California has specific laws that criminalize stalking or harassment of another person or their family. However, with the growing pervasiveness of the digital world, much of that stalking has moved online, which has presented new challenges for law enforcement worldwide. Online stalking, or cyberstalking, is illegal in California under Penal Code 646.9. It is one of the ways a stalking or harassment charge can be applied to an accused individual.
Celebrities often speak of the hateful messages they receive online, and many argue that messages can be much more negative on social media platforms due to a perceived sense of anonymity. This perception, unfortunately, can be taken too far and turned into stalking or harassment. The willful harassment of an individual or their family through some form of electronic means includes online platforms (a very wide-open net), videos, phones, texts, emails, and other electronic communication means. The prosecution must prove that the accused willfully harassed the victim, that the harassment posed a credible threat to either the victim or the victim’s family, the victim and/or family felt in fear of their safety, and the harassment occurred through the aforementioned communication means.
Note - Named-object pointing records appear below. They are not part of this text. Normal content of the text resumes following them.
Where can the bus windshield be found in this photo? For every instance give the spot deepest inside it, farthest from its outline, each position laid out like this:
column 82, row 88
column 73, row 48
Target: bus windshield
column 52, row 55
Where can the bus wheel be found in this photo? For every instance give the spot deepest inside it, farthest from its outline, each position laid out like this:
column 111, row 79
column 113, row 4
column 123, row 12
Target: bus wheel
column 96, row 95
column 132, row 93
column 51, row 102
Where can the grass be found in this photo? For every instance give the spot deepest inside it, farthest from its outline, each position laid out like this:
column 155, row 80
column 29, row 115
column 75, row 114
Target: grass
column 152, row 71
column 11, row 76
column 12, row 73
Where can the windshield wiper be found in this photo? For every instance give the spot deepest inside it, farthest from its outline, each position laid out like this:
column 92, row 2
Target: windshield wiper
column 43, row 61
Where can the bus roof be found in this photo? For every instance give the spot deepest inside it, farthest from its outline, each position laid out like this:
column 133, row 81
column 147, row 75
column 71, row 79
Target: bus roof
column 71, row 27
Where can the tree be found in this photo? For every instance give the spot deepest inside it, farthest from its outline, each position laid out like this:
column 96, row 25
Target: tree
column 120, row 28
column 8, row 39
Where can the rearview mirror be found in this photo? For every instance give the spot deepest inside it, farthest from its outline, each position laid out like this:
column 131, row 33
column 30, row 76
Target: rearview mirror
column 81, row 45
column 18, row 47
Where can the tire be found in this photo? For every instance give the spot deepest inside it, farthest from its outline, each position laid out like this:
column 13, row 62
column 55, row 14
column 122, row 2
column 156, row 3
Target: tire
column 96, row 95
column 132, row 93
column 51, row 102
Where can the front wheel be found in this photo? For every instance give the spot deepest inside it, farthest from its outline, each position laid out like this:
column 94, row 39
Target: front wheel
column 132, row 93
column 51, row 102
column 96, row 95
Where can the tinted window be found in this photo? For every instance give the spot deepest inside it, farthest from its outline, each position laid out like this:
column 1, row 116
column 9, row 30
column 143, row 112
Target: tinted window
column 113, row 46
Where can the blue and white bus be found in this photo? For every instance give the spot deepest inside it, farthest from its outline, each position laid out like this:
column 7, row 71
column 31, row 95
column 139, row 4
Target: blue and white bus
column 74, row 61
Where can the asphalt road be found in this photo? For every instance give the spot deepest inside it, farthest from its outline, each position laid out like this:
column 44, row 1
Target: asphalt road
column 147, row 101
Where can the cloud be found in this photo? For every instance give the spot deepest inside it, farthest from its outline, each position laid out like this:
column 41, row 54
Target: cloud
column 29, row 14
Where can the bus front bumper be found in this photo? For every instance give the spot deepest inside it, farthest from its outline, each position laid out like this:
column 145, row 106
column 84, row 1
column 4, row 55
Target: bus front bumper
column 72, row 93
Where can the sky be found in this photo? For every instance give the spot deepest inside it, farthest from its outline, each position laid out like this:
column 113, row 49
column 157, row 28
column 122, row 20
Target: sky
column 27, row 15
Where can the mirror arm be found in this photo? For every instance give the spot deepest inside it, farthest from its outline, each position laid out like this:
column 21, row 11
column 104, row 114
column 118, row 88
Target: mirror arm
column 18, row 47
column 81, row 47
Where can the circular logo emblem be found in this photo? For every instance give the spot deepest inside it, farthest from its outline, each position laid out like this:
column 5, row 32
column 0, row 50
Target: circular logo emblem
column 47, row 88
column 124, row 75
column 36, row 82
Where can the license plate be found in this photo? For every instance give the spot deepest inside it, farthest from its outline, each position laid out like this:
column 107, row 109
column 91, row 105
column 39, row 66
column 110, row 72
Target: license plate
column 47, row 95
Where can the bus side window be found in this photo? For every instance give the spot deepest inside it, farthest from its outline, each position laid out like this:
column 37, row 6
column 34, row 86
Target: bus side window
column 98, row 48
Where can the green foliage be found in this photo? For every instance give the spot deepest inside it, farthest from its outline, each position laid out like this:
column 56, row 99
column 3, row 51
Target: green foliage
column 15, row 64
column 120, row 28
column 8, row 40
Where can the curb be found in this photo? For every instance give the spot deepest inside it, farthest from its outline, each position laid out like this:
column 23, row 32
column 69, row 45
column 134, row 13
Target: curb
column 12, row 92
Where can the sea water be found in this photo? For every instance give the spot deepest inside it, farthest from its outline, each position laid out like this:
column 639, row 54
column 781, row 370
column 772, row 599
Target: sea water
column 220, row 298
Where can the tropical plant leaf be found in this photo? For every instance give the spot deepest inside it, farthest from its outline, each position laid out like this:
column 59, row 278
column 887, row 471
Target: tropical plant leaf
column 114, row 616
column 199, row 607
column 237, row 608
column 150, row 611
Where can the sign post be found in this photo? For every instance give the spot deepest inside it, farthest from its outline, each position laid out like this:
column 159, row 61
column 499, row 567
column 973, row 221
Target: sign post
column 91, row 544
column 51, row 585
If someone is found guilty of cyberstalking, they face a wobbler offense. Some online harassment cases may end up with a felony or misdemeanor conviction. In the case of a misdemeanor, the convicted individual faces up to a year in county jail and may have to pay certain fines. However, a felony conviction has even steeper penalties. Based on the case and the individual’s criminal history, a felony can require up to five years in state prison and paying a fine. With cyberstalking, based on the nature of the harassment, other charges could also be applied by the prosecution.